British intelligence has admitted to knowing that Binyam was moved to another country, but denies knowing where he was being held.  This is simply implausible:  Binyam saw another British man in Morocco who he knew.  That man (we’ll call him Prisoner C, to avoid drawing attention to his status as an informant) began working with British intelligence.  Prisoner C’s cooperation earned him a return to London, rather the opportunity to collect more CIA frequent flier points en route to Guantánamo Bay.  How likely is it that Prisoner C failed to tell Agent B’s colleagues where Binyam was? 

It is easy to blame the field officer – ultimately, the paper trail will leave him with little in the way of a defence.  But it is unfair to seek out these small-time scapegoats.  Who ultimately made the decision to act the ostrich with regard to Binyam’s torture? 

We know that the UK intelligence services considered it “essential in the interests of national security” to secure additional answers from Binyam, yet for months the British were not permitted access to him by the Americans.  Who was told that national security was supposedly being compromised in such a significant way?  If the Prime Minister – then Blair -- was kept in the dark about it, why was this?  Had British intelligence gone rogue?

If Blair knew that our American allies had rendered a British resident to Morocco, why did he do nothing about it?

Someone certainly made a decision.  We know that UK intelligence did submit questions that were to be put to Binyam, along with photographs to be used in his interrogation.  They knew that the Americans would pass the questions to the Moroccans – who they had to know were torturing Binyam (he was not in Morocco on a Club Med vacation).  We know that they eventually received replies – although we are not permitted to know what the questions were, or the answers.

*  *  *

Torture is revolting.  Yet of all the legacies of the Bush-Blair era, the most invidious is the subsequent effort to cover up the truth.  Politicians who have gathered in political capital by insisting that criminals should be held responsible cannot be permitted to hide their own culpability.  Yet they are currently getting away with it by conflating national security with national embarrassment – evidence of their own criminal wrongdoing remains classified, because they say it should.

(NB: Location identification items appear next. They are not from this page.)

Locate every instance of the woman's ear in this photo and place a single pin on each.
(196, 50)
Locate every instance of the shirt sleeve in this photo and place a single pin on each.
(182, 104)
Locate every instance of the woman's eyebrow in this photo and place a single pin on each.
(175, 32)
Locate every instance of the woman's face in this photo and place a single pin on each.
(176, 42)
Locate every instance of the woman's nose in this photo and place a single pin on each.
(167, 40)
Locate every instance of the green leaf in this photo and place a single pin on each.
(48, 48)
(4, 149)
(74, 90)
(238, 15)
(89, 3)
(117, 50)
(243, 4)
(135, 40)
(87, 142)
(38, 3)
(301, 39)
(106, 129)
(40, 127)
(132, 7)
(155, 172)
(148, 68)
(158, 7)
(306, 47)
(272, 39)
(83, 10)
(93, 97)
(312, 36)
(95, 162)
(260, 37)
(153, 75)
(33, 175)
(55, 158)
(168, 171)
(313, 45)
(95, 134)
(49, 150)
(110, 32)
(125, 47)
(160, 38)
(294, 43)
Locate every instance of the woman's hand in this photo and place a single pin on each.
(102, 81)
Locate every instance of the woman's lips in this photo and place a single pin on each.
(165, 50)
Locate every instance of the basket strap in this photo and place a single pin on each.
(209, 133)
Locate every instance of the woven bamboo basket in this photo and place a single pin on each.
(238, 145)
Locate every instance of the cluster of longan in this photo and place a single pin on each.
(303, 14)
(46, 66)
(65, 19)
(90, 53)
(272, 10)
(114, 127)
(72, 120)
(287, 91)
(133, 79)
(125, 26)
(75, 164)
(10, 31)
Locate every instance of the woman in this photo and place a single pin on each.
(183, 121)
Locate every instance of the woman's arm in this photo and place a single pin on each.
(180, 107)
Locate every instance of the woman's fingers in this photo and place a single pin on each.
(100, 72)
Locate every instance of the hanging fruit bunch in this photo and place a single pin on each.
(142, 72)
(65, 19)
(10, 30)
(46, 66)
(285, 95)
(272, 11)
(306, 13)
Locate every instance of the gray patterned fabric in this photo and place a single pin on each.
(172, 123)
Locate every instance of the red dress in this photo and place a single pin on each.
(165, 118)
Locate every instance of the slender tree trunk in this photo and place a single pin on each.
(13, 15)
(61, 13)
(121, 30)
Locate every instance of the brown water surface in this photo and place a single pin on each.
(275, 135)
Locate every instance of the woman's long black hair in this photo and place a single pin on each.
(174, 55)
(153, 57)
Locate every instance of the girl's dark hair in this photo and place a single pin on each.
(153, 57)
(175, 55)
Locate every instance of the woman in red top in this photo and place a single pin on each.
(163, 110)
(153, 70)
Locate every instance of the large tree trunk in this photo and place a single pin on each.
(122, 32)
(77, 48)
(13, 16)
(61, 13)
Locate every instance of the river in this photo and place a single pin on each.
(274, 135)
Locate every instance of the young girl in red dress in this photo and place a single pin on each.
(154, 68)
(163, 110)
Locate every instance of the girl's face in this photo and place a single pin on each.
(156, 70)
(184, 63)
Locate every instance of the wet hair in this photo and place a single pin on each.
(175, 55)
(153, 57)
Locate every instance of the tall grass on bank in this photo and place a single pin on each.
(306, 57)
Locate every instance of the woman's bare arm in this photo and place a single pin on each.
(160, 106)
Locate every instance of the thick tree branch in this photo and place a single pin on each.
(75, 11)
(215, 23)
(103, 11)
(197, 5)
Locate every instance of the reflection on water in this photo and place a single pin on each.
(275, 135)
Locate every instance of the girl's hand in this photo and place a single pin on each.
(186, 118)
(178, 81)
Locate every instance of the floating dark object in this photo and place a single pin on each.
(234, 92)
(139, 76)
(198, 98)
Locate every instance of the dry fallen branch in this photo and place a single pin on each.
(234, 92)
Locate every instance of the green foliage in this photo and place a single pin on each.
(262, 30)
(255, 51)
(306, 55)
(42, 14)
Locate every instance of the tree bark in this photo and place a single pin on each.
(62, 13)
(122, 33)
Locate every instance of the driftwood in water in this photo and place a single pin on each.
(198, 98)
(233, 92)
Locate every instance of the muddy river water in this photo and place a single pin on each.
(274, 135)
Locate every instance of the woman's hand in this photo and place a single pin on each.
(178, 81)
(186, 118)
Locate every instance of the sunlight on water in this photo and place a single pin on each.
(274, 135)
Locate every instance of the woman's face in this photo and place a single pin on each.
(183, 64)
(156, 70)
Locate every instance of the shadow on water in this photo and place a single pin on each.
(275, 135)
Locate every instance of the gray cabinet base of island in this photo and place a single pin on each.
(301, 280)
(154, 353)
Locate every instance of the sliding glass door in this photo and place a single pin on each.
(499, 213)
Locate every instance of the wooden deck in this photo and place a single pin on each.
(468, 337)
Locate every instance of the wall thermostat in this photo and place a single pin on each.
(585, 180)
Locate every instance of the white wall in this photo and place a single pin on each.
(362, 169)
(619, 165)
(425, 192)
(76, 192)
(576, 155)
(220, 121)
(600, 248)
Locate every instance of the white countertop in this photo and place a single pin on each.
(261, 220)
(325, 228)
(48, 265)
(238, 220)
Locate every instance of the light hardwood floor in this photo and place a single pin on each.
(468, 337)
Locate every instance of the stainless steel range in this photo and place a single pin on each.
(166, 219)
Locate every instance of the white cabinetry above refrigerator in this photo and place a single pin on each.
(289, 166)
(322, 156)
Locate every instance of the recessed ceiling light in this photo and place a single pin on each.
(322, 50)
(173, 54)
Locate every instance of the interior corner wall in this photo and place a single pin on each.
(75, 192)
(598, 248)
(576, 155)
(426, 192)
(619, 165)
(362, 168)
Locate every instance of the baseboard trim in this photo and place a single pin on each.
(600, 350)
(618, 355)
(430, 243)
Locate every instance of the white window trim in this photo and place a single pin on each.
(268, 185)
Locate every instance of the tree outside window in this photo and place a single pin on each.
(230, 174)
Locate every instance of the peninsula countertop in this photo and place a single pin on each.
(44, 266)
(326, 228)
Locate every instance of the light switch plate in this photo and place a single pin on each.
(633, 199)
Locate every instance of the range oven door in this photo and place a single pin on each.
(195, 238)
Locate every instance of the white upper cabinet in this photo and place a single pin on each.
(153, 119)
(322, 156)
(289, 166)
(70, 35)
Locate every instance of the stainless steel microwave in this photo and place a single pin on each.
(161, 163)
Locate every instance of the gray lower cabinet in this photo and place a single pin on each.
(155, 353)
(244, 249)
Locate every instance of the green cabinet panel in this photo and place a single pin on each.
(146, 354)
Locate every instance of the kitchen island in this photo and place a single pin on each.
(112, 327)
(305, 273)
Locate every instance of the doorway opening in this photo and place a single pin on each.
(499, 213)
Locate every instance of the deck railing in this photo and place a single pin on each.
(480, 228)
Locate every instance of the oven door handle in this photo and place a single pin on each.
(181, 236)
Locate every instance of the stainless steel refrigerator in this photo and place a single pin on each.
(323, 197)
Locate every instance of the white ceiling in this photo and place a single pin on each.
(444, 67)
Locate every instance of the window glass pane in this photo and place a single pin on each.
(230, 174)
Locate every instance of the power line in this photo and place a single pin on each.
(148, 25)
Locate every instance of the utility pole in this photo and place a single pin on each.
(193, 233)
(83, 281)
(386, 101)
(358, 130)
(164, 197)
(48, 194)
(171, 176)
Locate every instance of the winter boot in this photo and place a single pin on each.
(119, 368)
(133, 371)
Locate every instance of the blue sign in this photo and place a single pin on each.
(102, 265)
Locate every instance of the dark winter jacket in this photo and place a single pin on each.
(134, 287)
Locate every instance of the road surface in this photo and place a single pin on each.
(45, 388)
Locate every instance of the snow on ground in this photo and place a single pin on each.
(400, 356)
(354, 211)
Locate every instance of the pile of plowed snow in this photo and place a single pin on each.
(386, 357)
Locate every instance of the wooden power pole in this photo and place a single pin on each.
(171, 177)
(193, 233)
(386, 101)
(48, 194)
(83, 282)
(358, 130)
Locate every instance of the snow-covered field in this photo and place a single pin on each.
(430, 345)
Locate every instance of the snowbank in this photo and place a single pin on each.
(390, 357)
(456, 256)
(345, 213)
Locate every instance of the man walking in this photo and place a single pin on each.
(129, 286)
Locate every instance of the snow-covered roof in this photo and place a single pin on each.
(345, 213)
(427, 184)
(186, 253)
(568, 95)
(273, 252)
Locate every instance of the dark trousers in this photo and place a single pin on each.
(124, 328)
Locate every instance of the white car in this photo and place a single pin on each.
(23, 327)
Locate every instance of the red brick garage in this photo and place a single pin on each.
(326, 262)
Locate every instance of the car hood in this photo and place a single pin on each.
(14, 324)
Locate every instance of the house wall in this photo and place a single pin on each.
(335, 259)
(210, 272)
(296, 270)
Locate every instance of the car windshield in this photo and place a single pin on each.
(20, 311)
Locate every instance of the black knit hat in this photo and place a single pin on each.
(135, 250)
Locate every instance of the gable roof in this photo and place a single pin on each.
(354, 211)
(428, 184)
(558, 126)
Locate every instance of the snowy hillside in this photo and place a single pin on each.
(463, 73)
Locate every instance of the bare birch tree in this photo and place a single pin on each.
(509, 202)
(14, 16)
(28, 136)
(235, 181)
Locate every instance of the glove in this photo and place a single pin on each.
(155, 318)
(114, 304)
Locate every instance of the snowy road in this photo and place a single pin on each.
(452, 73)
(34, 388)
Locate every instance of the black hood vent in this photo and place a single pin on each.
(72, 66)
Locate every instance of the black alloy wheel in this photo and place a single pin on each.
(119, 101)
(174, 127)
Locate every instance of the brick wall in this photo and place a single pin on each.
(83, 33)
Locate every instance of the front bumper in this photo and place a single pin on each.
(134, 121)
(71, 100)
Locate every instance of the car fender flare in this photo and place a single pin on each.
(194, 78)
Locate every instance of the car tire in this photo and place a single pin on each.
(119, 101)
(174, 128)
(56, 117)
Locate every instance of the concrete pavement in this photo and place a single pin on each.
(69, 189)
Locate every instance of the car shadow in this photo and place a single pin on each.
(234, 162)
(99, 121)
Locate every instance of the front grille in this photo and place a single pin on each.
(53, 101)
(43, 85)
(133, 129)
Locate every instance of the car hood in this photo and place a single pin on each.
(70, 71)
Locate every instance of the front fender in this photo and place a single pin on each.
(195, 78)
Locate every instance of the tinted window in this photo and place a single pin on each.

If it is essential to democratic government that the electorate be allowed to assess the candidates’ worth, then the suppression of evidence of crimes by elected officials must be the antithesis of democracy.  This is why the ultimate challenge to journalists must be to expose those politicians who should take the blame for the crimes committed against Binyam Mohamed.



[1] Mark Danner, US Torture: Voices from the Black Sites, New York Review of Books (April 9, 2009), regarding ICRC Report on the Treatment of Fourteen "High Value Detainees" in CIA Custody, by the International Committee of the Red Cross (43 pp., February 2007).

[2] http://www.usdoj.gov/opa/documents/memorandum03132002.pdf.  Bybee went on to say, at footnote 1, that even if the treaty did impose limits, any action by the President that was “inconsistent with a treaty would amount to a suspension of the treaty” -- and would therefore not be a violation.